Nel secondo tempo il poeta enumera alcuni luoghi considerati “alla fine del mondo”, in quanto costituiscono “porte” tra il tempo e l’eternità: questi sono l’isola di Iona, che appartiene all’arcipelago delle Ebridi e che si trova “alle fauci del mare”, al largo della Scozia Occidentale. Lì san Colomba, re irlandese e monaco guerriero, fondò un monastero, considerato uno dei più antichi e importanti centri religiosi dell’Europa Occidentale. Il secondo luogo è l’isola di Lindisfarne, (Isola Santa) che si trova al largo della costa nord-orientale inglese e che è unita ad essa da una strada sopraelevata. Per due volte al giorno è isolata dalle maree. In essa si ritirò san Cutberto, che armonizzò pacificamente le tradizioni dei Celti con lo stile di vita dei Romani.
Il terzo è Glendalough, in Irlanda, nella contea del Wicklow, dove in prossimità del “lago scuro” si trova il monastero fondato da San Kevin. Nel XII secolo diventò meta di pellegrinaggi per visitare le reliquie del santo. Intorno alle rovine del monastero, si estende un’area cimiteriale con croci celtiche monumentali.
Il quarto è il deserto della Tebaide, nell’Alto Egitto, zona di ritiro prediletta, durante i primi secoli del Cristianesimo, dagli eremiti e dagli stiliti e nella quale si ritirò in meditazione Sant’Antonio Abate, considerato il fondatore del monachesimo cristiano.
Il quinto è infine la città di Padova, che con la sua Basilica dedicata all’altro Sant’Antonio, (Lisbona 1195- Padova 1231) dove sono venerate le sue reliquie, è uno dei più importanti luoghi di culto cattolici e una delle principali mete di pellegrinaggio conosciute in tutto il mondo.
Padova dunque compare tra i luoghi di pellegrinaggio ricordati dal poeta il quale afferma che qualunque sia il motivo che spinge a visitarli e qualunque sia stata la strada percorsa per raggiungerli, alla fine ci si deve spogliare “del senso e della ragione.”
Quando si perviene alla meta del pellegrinaggio, cadono tutti i paraventi e le giustificazioni, non si è più animati da mere velleità intellettuali, come studiare, soddisfare la propria curiosità o scrivere una relazione, ma si è giunti fin lì, dopo tante peripezie, solo per “inginocchiarsi /dove la preghiera è stata valida.”

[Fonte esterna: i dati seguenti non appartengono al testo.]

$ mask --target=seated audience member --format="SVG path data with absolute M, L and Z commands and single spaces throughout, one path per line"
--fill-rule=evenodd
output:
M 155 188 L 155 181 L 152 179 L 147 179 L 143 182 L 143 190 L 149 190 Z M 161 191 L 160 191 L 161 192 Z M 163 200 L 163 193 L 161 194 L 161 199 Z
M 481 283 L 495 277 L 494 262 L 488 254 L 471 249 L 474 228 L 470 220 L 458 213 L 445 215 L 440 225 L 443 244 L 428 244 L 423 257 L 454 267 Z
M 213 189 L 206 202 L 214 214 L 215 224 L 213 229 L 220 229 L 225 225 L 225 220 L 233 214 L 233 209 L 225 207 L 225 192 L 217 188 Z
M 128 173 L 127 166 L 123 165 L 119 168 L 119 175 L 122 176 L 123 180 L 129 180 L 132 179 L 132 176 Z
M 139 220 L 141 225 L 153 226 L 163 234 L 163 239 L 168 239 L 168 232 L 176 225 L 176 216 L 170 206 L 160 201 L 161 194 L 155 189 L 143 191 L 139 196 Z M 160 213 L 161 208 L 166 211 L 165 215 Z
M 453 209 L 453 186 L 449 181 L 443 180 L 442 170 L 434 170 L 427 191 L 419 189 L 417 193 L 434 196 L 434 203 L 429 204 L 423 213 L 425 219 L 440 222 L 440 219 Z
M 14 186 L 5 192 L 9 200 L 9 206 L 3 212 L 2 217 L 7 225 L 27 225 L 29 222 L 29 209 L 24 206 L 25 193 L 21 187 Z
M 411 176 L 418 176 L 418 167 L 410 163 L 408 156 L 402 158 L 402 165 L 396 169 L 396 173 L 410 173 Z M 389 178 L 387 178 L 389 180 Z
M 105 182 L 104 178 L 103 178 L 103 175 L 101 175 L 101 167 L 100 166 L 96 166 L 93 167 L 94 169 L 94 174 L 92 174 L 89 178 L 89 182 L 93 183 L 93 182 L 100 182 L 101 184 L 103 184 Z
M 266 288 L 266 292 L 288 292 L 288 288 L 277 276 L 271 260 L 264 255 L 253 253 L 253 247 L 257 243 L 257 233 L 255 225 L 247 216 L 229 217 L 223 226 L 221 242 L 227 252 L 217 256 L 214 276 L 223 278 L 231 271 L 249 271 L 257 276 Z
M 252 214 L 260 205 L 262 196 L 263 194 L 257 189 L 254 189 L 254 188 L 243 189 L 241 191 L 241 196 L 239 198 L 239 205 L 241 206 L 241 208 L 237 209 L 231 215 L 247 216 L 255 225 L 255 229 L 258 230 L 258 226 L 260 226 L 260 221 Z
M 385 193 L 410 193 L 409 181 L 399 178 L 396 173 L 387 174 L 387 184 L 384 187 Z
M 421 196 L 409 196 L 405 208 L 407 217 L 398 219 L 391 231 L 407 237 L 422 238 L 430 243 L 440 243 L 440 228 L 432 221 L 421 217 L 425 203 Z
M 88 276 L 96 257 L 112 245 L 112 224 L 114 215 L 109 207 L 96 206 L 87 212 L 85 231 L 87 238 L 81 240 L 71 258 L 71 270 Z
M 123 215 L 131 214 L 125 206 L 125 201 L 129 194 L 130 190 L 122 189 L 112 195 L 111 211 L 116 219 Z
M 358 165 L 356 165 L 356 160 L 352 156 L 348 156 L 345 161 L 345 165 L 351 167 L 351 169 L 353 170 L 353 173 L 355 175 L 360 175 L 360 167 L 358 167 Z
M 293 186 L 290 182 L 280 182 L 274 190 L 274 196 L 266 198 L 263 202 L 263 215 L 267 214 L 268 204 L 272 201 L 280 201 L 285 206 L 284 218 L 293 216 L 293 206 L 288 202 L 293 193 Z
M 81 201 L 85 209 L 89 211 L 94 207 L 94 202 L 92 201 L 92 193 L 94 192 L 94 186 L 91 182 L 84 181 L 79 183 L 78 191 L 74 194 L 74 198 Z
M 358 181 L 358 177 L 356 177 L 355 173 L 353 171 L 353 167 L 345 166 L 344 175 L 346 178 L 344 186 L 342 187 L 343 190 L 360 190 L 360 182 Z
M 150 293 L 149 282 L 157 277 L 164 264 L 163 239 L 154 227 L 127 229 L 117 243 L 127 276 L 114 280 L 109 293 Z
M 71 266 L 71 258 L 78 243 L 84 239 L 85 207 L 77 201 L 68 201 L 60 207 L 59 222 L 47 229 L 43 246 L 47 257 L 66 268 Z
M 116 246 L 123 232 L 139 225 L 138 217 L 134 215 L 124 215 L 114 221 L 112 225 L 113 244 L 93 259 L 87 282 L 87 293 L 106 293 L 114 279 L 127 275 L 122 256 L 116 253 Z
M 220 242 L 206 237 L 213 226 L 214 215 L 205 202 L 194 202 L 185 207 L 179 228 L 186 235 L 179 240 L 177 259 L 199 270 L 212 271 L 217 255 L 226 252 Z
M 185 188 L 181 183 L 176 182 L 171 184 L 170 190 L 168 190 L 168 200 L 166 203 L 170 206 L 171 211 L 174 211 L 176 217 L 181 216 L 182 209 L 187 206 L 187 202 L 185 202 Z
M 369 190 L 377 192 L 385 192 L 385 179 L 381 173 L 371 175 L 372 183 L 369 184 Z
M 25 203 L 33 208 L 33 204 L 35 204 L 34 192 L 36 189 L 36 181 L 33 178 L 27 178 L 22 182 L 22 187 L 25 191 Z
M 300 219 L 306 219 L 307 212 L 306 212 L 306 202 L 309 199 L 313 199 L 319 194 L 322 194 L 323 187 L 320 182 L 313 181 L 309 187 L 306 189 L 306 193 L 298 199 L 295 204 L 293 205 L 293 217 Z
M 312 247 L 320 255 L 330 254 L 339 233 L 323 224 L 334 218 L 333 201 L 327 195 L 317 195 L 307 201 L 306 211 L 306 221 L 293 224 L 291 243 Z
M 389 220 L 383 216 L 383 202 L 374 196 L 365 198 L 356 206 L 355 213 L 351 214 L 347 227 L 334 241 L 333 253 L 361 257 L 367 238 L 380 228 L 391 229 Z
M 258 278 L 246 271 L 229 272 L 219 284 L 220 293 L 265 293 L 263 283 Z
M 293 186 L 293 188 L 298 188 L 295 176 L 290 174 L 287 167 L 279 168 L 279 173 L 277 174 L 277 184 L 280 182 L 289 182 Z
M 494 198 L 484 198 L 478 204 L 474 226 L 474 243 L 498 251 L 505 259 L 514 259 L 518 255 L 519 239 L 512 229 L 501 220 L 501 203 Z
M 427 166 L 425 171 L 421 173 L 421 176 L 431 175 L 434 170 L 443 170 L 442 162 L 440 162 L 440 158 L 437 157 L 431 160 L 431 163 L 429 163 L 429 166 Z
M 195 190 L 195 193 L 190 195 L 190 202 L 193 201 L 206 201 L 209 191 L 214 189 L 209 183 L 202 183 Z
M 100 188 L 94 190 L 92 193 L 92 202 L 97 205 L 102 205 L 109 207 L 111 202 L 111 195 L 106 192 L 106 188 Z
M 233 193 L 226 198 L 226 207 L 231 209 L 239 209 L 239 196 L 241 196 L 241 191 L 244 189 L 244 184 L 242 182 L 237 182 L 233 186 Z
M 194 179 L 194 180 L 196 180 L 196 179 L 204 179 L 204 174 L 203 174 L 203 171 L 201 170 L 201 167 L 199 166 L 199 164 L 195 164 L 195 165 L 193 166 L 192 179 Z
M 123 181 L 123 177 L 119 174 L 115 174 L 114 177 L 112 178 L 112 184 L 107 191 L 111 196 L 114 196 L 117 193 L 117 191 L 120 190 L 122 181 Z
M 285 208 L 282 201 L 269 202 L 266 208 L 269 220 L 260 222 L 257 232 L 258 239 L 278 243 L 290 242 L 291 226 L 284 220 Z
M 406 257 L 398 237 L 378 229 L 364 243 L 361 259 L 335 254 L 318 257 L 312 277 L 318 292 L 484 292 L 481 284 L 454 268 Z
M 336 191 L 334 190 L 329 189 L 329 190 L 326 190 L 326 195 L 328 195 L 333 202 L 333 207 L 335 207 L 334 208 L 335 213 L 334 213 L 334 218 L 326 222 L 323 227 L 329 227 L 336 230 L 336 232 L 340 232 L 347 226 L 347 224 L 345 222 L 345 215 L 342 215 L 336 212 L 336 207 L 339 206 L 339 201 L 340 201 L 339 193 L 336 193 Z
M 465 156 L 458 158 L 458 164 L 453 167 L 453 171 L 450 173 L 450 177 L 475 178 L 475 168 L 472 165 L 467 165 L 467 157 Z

Ma che cos’è la preghiera? Non è un recitare delle formule, una costruzione di parole attivata allo scopo di ottenere qualcosa. Essa trascende e ci trascende, varca i confini tra Visibile e Invisibile, risveglia le parti più profonde e nascoste di ognuno di noi e soprattutto rivela che “la comunicazione /dei morti è avvolta in lingue di fuoco al di là del linguaggio dei vivi.”

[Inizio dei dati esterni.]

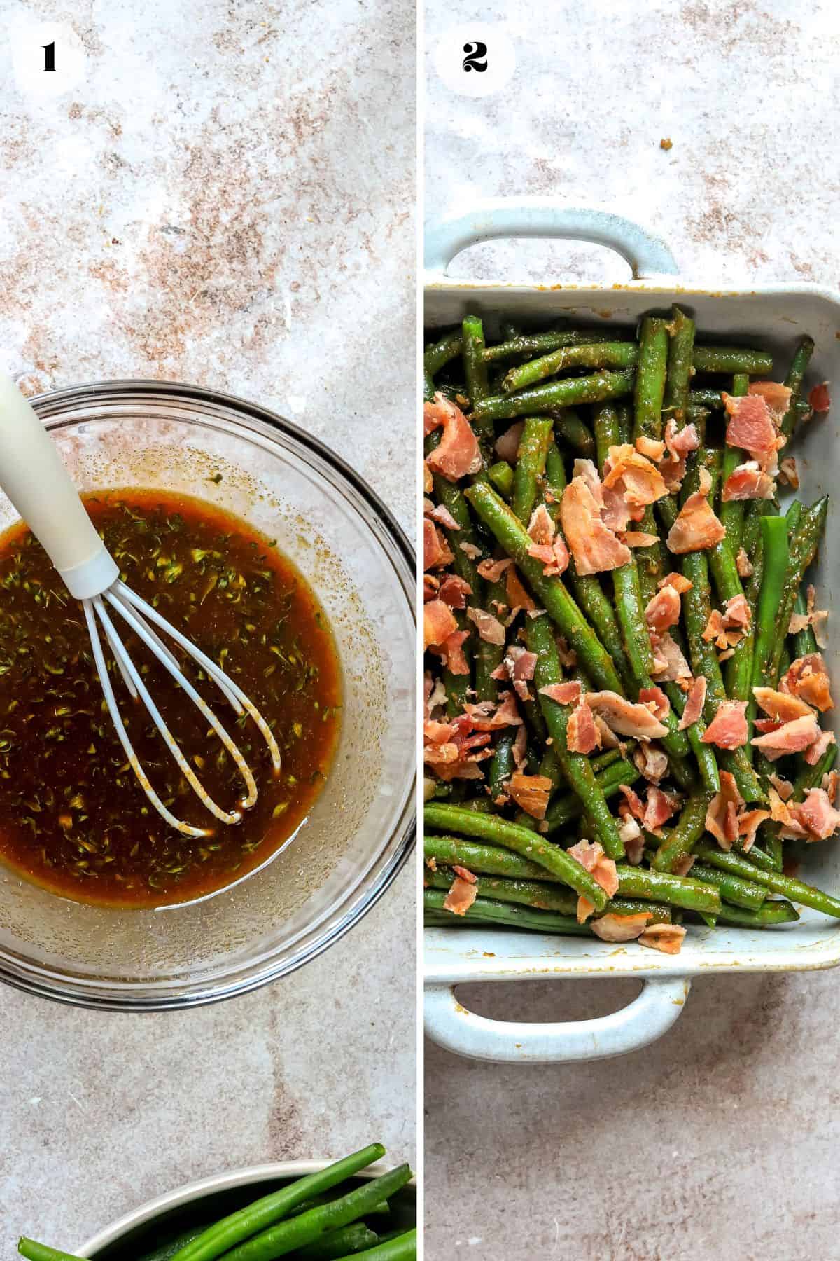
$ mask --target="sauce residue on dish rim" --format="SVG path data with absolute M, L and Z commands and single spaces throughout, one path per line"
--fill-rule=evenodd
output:
M 184 658 L 184 672 L 244 753 L 259 789 L 241 823 L 218 822 L 115 668 L 120 712 L 146 774 L 173 813 L 213 835 L 186 837 L 167 827 L 127 765 L 105 710 L 81 605 L 18 522 L 0 535 L 0 859 L 79 902 L 188 902 L 262 866 L 306 818 L 338 743 L 341 678 L 332 633 L 292 562 L 241 518 L 161 491 L 103 491 L 83 502 L 123 581 L 217 661 L 262 712 L 282 768 L 273 776 L 254 724 L 237 719 Z M 220 806 L 233 808 L 243 784 L 222 743 L 120 619 L 117 629 L 199 779 Z

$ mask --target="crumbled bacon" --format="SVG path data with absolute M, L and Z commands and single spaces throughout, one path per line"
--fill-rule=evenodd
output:
M 583 477 L 573 477 L 560 502 L 560 525 L 578 574 L 598 574 L 627 565 L 631 551 L 608 526 Z
M 667 735 L 667 728 L 646 705 L 633 705 L 618 692 L 588 692 L 587 704 L 617 735 L 632 735 L 637 740 L 659 740 Z
M 589 927 L 602 942 L 631 942 L 641 937 L 649 919 L 652 919 L 650 910 L 640 910 L 633 915 L 617 915 L 611 910 L 593 919 Z
M 476 900 L 477 892 L 475 880 L 470 881 L 463 880 L 460 875 L 456 876 L 443 899 L 443 909 L 451 910 L 455 915 L 466 915 Z
M 720 701 L 714 718 L 700 736 L 701 743 L 717 744 L 719 749 L 739 749 L 747 743 L 746 711 L 747 701 Z
M 662 955 L 679 955 L 685 928 L 681 924 L 651 924 L 639 938 L 640 946 L 659 950 Z
M 485 643 L 495 643 L 499 648 L 504 644 L 505 628 L 499 618 L 494 618 L 492 613 L 487 613 L 486 609 L 475 609 L 470 607 L 467 609 L 467 617 L 470 622 L 475 624 L 480 639 L 484 639 Z
M 592 710 L 586 702 L 586 697 L 569 714 L 565 728 L 565 747 L 569 753 L 592 753 L 601 748 L 601 734 L 594 724 Z
M 667 532 L 669 550 L 676 555 L 714 547 L 727 537 L 725 528 L 714 514 L 708 494 L 712 479 L 707 469 L 700 469 L 700 489 L 690 494 Z
M 660 586 L 656 595 L 654 595 L 645 609 L 645 622 L 651 628 L 661 634 L 667 630 L 669 627 L 675 627 L 680 620 L 680 593 L 676 588 L 670 584 Z
M 427 456 L 429 468 L 447 482 L 457 482 L 470 473 L 477 473 L 481 468 L 479 439 L 461 409 L 438 391 L 434 402 L 423 404 L 423 426 L 429 434 L 441 425 L 443 436 Z
M 696 678 L 691 680 L 691 686 L 689 687 L 689 694 L 685 700 L 685 709 L 683 710 L 683 716 L 678 723 L 678 730 L 684 731 L 700 718 L 703 714 L 703 706 L 705 705 L 705 675 L 698 675 Z
M 724 482 L 720 498 L 724 503 L 732 503 L 741 499 L 772 499 L 775 493 L 772 477 L 764 473 L 758 460 L 748 460 L 732 470 Z
M 550 792 L 552 781 L 548 776 L 526 776 L 516 770 L 508 782 L 508 796 L 531 818 L 545 818 Z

Il poemetto termina con l’intuizione che la meta del pellegrinaggio è il luogo in cui l’eternità s’interseca con il tempo e che lo si può raggiungere solo percorrendo la Notte Oscura descritta da San Giovanni della Croce, attraverso la negazione e il nulla:
"Per poter gustare il tutto,
non cercare il gusto in nulla.
Per poter conoscere il tutto,
non voler sapere nulla.
Per poter possedere il tutto,
non voler possedere nulla.
Per poter essere tutto,
non voler essere nulla.
Per giungere a ciò che ora non godi,
devi passare per dove non godi.
Per giungere a ciò che non sai,
devi passare per dove non sai.
Per giungere al possesso di ciò che non hai,
devi passare per dove non hai.
Per giungere a ciò che non sei,
devi passare per dove non sei.”
Padova
Padova dunque, luogo di sepoltura di Sant’Antonio, meta di antichi pellegrinaggi, è considerata da Eliot come una delle città più antiche e affascinanti del Nord-Est d’Italia.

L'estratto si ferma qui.